Con la media de edad del equipo, en el que disponen de minutos hasta jugadoras cadetes, es de lo más habitual que se enfrenten a jugadoras más grandes tanto en edad como en tamaño. Una circunstancia que no ha amedrentado al Ciudad de A Coruña durante la temporada regular ni la fase de ascenso, tal y como explica Sara Villaverde: “Yo llevo jugando cuatro años en esta categoría, desde que era muy pequeña, entonces es algo que tengo bastante asimilado. Llevo jugando con Rosita muchísimo tiempo, que me lleva más de diez años y lo asimilo. Puede que sean más mayores que yo, pero tengo que demostrar que estoy jugando aquí por algo. Es algo que no pienso mucho en el momento de jugar. Después sí que lo pienso y no sé en qué momento juego contra una tía que me lleva quince años”.

El equipo todavía se está recuperando a nivel físico, emocional y mental de la fase de ascenso, pero muchas de las jugadoras todavía no podrán poner punto final a su temporada, ya que se han clasificado para el Campeonato de España júnior que se disputará la próxima semana en Canarias. No es el único éxito de la cantera del Ciudad de A Coruña, que clasificó a todos sus equipos de base para sus respectivos Campeonatos Gallegos (el cadete femenino salió campeón) y varios sellaron también el billete para la competición nacional. “Es muy jodido de hacer. Yo hace tiempo que no lo veo y eso que trabajo en la Federación. Es una señal de que por abajo se está trabajando bien también, que hay futuro.
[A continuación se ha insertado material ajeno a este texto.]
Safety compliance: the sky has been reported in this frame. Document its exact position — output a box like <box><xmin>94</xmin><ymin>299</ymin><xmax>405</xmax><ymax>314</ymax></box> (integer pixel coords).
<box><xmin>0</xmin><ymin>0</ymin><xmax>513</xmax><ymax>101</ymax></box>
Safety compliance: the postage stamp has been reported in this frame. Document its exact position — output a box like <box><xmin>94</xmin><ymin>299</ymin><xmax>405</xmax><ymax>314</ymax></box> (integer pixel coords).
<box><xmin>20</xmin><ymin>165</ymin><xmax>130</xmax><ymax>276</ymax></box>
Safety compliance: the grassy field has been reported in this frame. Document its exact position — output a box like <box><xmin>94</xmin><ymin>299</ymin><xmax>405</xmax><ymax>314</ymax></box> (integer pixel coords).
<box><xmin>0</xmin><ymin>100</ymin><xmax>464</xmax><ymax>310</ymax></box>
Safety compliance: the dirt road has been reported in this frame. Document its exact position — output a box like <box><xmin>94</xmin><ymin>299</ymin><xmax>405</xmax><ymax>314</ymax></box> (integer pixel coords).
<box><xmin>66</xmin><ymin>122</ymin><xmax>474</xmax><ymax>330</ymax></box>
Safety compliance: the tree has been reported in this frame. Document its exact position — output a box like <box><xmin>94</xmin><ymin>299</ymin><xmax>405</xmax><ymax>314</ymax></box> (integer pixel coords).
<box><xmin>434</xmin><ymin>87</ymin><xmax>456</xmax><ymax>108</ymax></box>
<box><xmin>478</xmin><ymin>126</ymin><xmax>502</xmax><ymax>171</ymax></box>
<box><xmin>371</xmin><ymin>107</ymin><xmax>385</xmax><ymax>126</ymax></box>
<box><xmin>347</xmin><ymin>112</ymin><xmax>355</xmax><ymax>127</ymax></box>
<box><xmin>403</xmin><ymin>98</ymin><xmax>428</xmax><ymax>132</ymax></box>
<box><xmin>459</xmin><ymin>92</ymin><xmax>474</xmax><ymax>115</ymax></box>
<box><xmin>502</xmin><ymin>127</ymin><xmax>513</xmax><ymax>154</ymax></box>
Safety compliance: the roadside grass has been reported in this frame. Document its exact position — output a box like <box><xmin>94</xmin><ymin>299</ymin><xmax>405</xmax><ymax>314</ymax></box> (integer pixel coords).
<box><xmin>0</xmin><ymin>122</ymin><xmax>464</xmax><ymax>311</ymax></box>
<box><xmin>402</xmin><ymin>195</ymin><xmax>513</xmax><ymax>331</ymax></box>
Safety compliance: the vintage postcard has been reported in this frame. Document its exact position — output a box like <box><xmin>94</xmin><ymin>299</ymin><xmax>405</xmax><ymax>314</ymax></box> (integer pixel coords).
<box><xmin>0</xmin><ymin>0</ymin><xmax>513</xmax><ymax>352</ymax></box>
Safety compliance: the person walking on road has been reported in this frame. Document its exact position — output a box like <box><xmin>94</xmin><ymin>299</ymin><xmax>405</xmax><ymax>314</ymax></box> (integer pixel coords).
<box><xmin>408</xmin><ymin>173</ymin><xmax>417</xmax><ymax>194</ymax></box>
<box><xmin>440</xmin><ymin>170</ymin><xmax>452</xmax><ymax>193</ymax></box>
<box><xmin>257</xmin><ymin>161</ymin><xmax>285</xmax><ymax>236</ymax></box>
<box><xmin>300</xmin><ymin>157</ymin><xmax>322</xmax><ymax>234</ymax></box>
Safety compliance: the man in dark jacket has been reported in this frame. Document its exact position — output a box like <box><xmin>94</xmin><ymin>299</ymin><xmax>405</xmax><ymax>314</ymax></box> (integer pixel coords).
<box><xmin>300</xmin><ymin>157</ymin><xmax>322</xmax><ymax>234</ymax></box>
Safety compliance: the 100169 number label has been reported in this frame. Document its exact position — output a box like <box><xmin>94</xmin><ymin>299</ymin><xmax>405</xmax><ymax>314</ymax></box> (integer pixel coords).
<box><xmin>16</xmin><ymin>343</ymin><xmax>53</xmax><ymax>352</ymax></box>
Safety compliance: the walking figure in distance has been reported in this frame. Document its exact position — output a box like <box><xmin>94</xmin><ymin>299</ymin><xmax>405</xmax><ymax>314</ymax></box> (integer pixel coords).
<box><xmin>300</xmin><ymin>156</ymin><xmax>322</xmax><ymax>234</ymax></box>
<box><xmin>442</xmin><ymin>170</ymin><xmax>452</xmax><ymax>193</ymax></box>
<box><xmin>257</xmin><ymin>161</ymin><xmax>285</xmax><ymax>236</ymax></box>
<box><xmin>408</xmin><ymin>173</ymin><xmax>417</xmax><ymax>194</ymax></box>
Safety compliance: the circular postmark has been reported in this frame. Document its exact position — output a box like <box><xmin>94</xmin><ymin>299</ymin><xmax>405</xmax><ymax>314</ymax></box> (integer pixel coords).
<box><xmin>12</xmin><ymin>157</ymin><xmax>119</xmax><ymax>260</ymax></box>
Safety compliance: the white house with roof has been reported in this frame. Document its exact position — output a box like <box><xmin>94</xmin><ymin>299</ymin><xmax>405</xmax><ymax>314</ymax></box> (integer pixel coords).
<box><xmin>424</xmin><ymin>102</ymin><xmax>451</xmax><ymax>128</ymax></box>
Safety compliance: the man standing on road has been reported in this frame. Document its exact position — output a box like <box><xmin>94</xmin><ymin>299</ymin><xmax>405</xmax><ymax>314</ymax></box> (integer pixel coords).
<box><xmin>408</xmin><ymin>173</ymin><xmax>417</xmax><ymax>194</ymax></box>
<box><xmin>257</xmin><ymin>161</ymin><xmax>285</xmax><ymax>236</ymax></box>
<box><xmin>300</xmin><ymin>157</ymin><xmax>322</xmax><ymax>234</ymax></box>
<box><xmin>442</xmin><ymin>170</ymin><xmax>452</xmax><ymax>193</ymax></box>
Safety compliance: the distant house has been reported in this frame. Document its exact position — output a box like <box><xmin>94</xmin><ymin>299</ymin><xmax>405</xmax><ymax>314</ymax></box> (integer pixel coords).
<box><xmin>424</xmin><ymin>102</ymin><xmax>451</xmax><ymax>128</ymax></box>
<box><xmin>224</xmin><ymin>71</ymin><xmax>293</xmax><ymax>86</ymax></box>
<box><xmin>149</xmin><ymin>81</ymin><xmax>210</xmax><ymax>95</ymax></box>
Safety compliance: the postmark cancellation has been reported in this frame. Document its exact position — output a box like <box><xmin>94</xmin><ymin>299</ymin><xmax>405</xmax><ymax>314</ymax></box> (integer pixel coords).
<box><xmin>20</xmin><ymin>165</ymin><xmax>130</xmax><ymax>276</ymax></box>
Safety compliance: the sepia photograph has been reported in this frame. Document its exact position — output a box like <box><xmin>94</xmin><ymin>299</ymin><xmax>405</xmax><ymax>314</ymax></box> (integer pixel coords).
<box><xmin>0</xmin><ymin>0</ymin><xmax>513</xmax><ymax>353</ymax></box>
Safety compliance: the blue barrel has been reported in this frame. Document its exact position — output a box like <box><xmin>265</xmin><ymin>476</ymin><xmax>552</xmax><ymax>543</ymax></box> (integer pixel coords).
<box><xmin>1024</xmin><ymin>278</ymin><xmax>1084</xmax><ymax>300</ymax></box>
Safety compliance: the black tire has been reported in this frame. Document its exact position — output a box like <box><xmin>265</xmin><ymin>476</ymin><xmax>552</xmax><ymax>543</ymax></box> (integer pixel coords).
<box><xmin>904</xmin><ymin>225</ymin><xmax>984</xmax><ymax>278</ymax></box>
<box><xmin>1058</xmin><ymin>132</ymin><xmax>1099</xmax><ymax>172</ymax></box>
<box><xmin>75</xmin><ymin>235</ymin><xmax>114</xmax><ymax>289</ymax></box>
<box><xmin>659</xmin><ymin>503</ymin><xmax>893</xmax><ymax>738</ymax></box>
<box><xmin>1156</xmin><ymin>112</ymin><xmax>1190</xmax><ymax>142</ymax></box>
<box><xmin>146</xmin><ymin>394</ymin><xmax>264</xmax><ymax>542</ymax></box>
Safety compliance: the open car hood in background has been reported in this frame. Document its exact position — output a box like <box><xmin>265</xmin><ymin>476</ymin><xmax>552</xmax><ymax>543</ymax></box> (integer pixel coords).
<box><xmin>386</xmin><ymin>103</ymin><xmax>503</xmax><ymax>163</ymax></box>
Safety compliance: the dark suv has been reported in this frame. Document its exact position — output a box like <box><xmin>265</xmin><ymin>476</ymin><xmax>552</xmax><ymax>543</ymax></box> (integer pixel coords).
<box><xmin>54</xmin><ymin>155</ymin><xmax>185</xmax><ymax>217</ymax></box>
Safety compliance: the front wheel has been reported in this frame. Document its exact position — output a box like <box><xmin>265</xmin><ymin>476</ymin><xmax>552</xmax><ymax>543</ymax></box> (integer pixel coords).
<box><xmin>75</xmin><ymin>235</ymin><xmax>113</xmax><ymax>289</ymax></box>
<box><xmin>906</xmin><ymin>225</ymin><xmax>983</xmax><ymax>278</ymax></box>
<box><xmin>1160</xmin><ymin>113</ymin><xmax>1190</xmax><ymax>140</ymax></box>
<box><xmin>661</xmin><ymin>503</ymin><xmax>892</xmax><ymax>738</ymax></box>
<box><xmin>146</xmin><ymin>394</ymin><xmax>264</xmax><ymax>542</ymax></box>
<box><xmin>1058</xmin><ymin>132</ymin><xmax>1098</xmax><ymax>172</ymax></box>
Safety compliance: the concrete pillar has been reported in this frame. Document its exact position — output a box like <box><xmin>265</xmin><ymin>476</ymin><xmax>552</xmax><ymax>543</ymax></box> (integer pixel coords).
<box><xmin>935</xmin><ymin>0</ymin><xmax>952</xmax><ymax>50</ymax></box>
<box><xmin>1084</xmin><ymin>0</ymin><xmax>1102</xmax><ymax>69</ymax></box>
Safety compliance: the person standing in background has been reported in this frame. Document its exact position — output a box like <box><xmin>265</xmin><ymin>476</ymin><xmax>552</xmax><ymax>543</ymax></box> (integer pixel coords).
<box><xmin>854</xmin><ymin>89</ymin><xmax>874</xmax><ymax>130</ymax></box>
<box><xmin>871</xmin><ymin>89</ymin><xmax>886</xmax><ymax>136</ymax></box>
Además, esas niñas que están trabajando tienen ahora un equipo de referencia, esas niñas quieren ser ellas”, relata Charly.
Al formar parte de varios equipos, muchas de las jugadoras dedican al voleibol un gran número de horas a la semana, algo que, además, compaginan con sus estudios correspondientes. "Si hay alguien a quien no le importa tanto el voleibol, no podría compaginarlo. Lo compaginamos porque es un esfuerzo que hacemos, nos encanta esto y nos hace despejarnos de los estudios y de la vida en general", explica Lucía Gantes.